Here's what I think might be happening...
The 2nd IDE drive (older drive?) doesn't always boot up quickly enough
when its cold. So its not recognized on boot...and its normally the D
drive. When it doesn't boot properly, your cdrw then becomes the D
drive...and confuses Windows...which is not hard to do! lol
2. Disconnected 2nd HDD (to see if a power issue). Result:
no change - CD-RW drive still fails on power up.

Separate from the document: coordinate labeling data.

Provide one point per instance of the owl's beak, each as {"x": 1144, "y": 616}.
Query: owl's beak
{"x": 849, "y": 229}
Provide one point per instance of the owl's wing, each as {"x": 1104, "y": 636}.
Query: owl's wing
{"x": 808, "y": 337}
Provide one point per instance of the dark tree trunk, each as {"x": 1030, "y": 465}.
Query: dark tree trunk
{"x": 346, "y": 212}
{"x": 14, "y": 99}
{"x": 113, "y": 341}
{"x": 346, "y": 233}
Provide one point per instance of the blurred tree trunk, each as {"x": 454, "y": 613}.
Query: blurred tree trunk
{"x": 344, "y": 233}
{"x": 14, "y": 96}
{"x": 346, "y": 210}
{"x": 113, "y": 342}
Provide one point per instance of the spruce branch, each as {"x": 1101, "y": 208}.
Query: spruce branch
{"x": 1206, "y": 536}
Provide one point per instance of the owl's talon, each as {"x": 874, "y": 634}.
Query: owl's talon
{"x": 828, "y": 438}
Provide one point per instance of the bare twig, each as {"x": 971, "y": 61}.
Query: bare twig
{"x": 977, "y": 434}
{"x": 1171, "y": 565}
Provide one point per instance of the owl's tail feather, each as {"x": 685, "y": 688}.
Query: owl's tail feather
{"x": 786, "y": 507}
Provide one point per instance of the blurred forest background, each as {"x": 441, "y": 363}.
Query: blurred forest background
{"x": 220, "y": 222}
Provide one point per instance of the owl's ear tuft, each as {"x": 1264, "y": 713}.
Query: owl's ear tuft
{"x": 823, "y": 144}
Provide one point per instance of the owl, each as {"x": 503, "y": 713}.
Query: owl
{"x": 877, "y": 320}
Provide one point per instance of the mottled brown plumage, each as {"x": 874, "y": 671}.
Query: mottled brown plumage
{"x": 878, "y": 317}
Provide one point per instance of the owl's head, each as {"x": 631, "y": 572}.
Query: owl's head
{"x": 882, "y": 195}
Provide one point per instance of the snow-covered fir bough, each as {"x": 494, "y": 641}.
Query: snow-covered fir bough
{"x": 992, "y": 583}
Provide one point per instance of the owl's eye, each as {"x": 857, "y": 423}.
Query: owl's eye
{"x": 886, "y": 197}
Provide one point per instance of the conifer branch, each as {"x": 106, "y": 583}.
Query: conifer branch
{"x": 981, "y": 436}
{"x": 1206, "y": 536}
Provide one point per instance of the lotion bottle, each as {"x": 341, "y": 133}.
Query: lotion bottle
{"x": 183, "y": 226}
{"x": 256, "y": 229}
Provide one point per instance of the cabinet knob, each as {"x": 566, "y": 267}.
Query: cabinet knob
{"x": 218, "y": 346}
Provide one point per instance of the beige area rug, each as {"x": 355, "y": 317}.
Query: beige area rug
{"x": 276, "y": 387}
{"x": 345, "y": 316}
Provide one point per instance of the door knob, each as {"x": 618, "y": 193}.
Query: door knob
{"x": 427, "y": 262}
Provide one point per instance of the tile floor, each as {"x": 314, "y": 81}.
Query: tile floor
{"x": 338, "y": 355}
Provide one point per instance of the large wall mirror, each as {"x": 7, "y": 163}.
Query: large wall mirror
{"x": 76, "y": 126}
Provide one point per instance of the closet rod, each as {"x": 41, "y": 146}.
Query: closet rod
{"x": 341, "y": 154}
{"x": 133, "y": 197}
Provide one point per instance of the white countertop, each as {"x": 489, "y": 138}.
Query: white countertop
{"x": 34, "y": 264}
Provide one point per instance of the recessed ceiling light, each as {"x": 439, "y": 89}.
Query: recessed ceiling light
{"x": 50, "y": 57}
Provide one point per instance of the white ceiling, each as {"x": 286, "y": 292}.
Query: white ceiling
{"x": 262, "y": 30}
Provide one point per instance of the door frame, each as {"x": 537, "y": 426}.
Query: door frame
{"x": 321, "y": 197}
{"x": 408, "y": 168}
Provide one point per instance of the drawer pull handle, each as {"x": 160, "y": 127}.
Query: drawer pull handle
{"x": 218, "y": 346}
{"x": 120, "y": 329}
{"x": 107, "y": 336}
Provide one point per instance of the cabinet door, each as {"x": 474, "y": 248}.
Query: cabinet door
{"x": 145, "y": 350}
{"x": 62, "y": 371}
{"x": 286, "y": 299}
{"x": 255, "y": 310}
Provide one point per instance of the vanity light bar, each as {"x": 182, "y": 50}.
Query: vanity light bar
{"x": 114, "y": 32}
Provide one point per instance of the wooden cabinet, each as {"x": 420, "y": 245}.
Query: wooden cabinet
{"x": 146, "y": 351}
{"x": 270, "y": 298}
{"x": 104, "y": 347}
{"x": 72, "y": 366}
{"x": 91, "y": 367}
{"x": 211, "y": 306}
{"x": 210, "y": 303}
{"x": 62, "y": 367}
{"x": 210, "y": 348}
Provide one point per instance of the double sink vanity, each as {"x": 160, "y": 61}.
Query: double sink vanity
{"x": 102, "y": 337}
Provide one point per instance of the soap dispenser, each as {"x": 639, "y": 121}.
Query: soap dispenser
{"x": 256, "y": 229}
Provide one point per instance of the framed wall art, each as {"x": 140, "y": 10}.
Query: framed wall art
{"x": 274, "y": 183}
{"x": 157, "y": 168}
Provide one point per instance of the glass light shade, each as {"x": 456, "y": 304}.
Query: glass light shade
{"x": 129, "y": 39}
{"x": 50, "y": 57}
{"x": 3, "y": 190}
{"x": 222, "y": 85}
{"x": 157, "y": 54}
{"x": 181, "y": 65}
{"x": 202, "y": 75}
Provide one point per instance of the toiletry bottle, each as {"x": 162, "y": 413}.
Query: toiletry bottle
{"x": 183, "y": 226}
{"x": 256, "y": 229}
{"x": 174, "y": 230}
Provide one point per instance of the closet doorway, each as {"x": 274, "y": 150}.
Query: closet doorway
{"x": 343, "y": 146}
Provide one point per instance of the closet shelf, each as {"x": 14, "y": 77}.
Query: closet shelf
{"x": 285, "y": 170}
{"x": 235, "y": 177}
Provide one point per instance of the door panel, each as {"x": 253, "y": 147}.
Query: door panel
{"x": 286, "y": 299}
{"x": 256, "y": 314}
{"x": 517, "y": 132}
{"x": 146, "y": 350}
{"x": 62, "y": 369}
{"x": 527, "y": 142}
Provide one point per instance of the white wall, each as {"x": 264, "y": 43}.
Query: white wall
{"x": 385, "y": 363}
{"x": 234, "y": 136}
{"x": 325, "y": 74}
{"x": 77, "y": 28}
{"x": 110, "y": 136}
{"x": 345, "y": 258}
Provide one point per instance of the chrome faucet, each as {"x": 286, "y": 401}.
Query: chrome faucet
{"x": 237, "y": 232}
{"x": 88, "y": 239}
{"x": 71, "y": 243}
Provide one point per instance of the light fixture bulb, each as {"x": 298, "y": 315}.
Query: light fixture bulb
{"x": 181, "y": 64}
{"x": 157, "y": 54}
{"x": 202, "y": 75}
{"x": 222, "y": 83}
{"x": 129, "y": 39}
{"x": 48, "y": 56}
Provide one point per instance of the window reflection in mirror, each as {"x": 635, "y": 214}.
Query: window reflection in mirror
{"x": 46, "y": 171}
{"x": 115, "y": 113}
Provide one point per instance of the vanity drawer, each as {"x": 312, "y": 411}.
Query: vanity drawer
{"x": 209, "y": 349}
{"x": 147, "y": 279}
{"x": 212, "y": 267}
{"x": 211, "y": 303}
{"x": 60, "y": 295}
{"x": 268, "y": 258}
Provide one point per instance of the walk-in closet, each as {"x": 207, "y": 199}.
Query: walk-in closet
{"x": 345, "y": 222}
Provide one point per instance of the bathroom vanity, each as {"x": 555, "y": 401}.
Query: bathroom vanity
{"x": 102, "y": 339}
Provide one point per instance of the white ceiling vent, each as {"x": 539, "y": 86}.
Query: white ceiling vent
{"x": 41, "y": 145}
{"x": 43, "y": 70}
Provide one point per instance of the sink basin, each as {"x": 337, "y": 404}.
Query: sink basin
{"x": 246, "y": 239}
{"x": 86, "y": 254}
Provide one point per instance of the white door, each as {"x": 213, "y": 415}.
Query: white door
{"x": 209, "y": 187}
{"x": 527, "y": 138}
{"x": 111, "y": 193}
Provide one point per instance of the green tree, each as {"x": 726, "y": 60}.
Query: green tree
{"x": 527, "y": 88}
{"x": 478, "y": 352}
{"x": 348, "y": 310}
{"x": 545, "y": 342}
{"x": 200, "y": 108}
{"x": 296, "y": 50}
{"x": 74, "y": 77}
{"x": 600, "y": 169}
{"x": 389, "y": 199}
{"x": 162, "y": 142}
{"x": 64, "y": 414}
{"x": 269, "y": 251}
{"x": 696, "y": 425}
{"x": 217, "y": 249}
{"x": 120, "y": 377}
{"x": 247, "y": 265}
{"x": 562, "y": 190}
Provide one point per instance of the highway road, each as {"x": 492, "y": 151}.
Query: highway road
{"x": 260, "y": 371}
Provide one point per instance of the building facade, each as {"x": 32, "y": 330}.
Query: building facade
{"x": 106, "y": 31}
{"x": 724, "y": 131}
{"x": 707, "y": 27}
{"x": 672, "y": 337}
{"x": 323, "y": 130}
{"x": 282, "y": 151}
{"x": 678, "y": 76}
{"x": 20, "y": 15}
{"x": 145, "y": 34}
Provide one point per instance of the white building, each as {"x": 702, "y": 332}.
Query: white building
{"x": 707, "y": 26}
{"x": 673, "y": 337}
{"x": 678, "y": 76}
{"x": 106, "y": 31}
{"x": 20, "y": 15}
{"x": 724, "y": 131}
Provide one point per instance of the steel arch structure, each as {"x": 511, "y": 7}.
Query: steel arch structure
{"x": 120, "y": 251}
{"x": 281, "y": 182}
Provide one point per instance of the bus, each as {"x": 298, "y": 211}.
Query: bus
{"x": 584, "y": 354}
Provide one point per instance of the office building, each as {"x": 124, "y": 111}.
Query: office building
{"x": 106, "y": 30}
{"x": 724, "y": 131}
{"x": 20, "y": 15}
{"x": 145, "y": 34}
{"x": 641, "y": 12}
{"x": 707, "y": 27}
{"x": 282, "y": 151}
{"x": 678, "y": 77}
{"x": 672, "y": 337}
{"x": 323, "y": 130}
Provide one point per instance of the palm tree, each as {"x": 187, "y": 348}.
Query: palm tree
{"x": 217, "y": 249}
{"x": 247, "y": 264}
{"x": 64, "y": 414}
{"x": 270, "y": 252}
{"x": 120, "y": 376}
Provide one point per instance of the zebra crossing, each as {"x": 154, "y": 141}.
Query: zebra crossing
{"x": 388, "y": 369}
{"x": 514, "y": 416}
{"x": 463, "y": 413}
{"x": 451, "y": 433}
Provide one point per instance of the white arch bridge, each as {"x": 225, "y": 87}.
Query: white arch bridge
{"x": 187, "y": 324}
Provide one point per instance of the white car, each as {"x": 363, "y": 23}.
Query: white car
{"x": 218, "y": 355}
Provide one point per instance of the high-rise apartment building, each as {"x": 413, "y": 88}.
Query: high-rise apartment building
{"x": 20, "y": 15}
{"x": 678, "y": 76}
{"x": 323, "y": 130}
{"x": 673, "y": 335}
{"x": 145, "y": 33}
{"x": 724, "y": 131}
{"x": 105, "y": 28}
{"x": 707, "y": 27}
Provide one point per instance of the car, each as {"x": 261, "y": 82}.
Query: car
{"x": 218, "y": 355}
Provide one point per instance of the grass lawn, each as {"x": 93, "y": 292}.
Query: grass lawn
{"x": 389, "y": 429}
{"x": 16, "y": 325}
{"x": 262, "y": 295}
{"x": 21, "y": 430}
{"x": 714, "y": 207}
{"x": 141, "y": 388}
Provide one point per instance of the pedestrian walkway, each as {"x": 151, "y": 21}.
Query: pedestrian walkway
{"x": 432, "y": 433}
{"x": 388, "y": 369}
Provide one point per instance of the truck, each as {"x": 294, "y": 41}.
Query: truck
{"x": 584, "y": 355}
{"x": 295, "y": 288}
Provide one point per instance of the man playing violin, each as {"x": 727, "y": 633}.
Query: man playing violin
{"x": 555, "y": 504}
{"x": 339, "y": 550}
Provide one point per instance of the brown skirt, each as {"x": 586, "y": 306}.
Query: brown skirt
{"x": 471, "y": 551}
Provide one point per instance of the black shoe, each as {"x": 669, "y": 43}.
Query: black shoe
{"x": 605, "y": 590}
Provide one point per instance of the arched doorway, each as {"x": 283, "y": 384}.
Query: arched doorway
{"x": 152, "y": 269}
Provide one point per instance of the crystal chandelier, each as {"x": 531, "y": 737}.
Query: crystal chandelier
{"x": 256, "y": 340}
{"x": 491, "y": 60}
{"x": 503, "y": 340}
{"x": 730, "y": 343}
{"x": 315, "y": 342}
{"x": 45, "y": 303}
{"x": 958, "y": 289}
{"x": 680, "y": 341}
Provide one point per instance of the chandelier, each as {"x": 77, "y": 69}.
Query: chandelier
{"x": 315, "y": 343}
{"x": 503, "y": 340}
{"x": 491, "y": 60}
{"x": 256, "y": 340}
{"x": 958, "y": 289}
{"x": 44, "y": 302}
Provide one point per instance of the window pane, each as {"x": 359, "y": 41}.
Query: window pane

Put it in as slave on the primary. Make sure you change the jumpers
on both drives. See what happens. Then put the 2nd IDE as the master
on the secondary. See what happens.
REMEMBER...you've got TWO issues here...the BIOS...and the operating
system. See how all this works in BOTH areas...BIOS and then
operating system.
I think these rule out a faulty IDE cable and possible power issues.
I was hoping the CD-RW drive would fail (blinking LED, open/close
button not working) on #3, and that would pretty much indict
the drive. However, since the drive _seemed_ to work when the
IDE data cable was detached, it's looking more like a IDE
controller (motherboard) problem.
Only the power seemed to work...and the POWER is not your problem.
Your problem is a data/IDE problem.
Check the controllers per above.
Now that things are put back together, the symptoms have changed
somewhat. Now the drive never works, even after restarts (warm).
Restarts used to make the CD-RW drive work OK.
So, two further questions:
1. Does it still look like a CD-RW drive problem? (I.e., should
I just go out and buy a new one?)
Possibly. But watch the CMOS boot. If the cdrw is recognized in a
boot, the data and the power for the drive...and the
controller...would seem to be working properly.
Make sure you have the controllers set up properly in the BIOS.
'Auto' is usually the best setting.
2. I'm still curious as to why any peripheral (CD-RW or otherwise)
would ever report different PNP Device IDs (part of which is
what the BIOS is displaying - the "_NEC NR-7700A" when things
work or the "NEC CDROM DRIVE: IDE" when things fail) and/or
firmware versions (the "1.23" when things work or the "2.0"
when things fail. Anybody have any insight into this? A
couple of postings in this thread confirmed seeing similar
identification discrepancies, but it still seems strange that
a peripheral's firmware would ever report two different values
for its identity.
That's what I didn't understand...from your initial post. When did
this start happening? That's unusual. That's why I suggest you get
the latest firmware upgrade and flash it.
Any software upgrades/installs lately...that may have caused the
problem. Norton? If yer runnin' realtime anti-virus protection, turn
it off for this drive.
Also, have you looked into your Event Viewer?
Can you try the drive in another machine?
Good luck, Mike...let us know.
Have a nice week...
Trent©
NUDITY...birth control for folks over 50!